The saturated phosphatidylcholine lipids, DLPC, DMPC, DPPC, and DSPC assemble into vesicles, but do not incorporate dodecanethiol-capped (1.8 nm diameter) Au nanocrystals into their lipid bilayers. Instead, lipid/nanocrystal agglomerates form with different morphologies depending on the fatty acid chain length. DLPC (C₁₂) created chains of nanocrystals. DMPC (C₁₄) stabilized both three-dimensional aggregates and thin monolayer sheets of nanocrystals. DPPC (C₁₆) and DSPC (C₁₈) stabilized only three-dimensional agglomerates of nanocrystals. In many cases, the lipid-coated nanocrystal agglomerates partially fused with vesicles.

The lipids forming membranes with more mechanical flexibility produced agglomerates with higher curvature surfaces.
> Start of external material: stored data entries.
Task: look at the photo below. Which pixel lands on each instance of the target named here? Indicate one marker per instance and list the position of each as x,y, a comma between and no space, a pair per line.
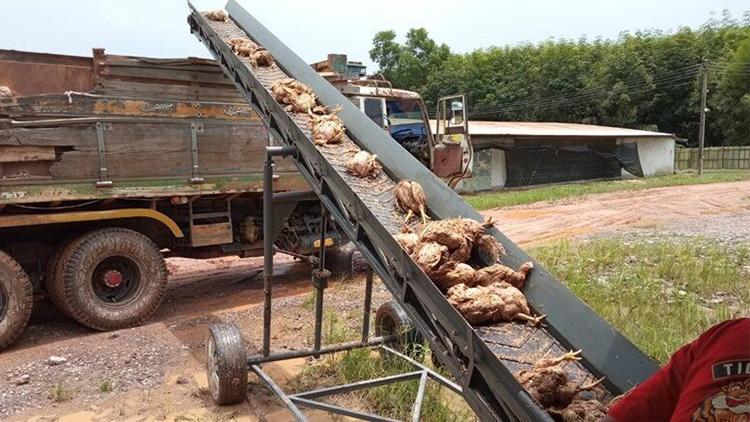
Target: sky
158,28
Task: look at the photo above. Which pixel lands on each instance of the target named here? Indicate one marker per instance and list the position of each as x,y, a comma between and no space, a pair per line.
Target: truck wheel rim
213,375
3,302
116,280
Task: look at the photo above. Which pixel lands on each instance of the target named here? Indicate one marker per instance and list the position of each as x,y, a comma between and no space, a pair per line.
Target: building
516,154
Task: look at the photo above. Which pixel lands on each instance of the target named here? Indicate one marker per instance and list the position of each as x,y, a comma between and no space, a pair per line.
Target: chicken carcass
410,198
295,95
488,247
364,165
498,272
261,58
445,232
460,274
408,241
428,255
547,382
497,302
580,410
326,129
217,15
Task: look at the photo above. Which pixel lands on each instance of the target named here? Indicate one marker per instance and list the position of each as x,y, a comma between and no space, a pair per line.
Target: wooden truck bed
119,127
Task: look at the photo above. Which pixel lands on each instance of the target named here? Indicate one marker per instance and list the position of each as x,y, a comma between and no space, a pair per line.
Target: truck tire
16,300
53,272
226,364
112,278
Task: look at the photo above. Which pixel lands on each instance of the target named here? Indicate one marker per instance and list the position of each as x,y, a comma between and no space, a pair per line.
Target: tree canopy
645,79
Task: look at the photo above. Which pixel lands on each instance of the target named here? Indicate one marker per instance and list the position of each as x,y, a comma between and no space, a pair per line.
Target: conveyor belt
482,360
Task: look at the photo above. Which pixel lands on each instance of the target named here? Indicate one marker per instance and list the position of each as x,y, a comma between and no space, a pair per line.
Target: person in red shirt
705,380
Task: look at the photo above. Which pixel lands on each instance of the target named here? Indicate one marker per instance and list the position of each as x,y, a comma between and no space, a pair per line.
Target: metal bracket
195,129
101,127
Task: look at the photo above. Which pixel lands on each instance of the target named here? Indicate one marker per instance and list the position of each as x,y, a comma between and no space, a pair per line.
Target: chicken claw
534,321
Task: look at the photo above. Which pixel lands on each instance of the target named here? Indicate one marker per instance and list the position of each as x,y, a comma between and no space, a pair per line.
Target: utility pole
702,130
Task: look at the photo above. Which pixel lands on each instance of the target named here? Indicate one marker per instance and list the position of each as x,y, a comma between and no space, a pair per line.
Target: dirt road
155,372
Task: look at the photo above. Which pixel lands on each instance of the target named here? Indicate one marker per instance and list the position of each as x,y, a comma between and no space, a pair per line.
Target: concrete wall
489,172
656,155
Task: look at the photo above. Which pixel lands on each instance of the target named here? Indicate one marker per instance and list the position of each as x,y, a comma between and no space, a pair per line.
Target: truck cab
443,145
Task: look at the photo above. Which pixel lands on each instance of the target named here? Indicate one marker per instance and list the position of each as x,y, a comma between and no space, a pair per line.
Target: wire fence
714,158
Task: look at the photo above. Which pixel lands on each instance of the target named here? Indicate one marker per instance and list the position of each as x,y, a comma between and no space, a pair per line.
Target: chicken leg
535,321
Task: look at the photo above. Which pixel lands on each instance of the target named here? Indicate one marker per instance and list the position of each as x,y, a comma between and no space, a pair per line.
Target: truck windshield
407,127
405,119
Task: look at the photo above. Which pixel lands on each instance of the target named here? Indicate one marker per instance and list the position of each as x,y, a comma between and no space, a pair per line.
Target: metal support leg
368,306
267,251
320,281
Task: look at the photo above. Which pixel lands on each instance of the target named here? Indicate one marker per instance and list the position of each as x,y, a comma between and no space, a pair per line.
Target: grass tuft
484,201
658,293
106,386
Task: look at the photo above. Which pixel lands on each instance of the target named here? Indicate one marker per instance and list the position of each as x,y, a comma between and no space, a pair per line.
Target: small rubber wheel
16,300
112,278
226,364
392,319
339,259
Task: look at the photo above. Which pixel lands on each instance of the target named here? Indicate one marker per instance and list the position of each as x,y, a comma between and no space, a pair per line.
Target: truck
109,164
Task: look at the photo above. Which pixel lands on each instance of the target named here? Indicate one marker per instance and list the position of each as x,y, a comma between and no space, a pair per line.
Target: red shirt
706,380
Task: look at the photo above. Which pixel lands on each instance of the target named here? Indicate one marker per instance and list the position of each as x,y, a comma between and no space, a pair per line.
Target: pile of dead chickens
451,251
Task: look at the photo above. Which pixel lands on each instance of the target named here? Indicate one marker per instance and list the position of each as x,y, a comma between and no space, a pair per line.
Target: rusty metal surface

The Au nanocrystal chains formed with DLPC resemble thread-like micelles typically formed with detergents.⁴¹ There must be a synergy between the lipid and nanocrystals that stabilizes these structures since thread-like micelles do not form with pure DLPC. DMPC lipid forms slightly more rigid membranes than DLPC and was found to stabilize two-dimensional aggregates of Au nanocrystals. Others have reported that CdSe nanocrystals can incorporate into the bilayer of DMPC vesicles,^{17, 21} but the Au nanocrystals studied here did not. With DPPC and DSPC, the Au nanocrystals only formed spherical agglomerates that did not have highly curved edges like the DMPC and DLPC structures, which is consistent with higher bending elasticity of DPPC and DSPC lipid assemblies at 25°C.

Squalene did not encourage the nanocrystals to mix with the lipid bilayers, but created lipid-coated oil droplets in which the Au nanocrystals were found to accumulate at the oil-water interface. Nanocrystal-loaded emulsion particles have been established, such as the therapeutic vegetable oil emulsions prepared with iron nanocrystals and phospholipid stabilizers that others have studied,^28–30 and so has the interfacial assembly of Au nanocrystals having mixed polar and non-polar surface functionalities to form Pickering emulsions.⁴⁴ However the assembly of hydrophobic nanocrystals at a lipid-coated oil-water interface seems to be a new concept. The Au nanocrystals alter the density of the oil droplets and prevent creaming, which might be exploited in other surfactant-based separations. Furthermore the Au nanocrystals assembled at the squalene-water interface may be useful as a barrier to controlled release of molecules dissolved in the squalene phase,^{20, 27} though this remains to be demonstrated.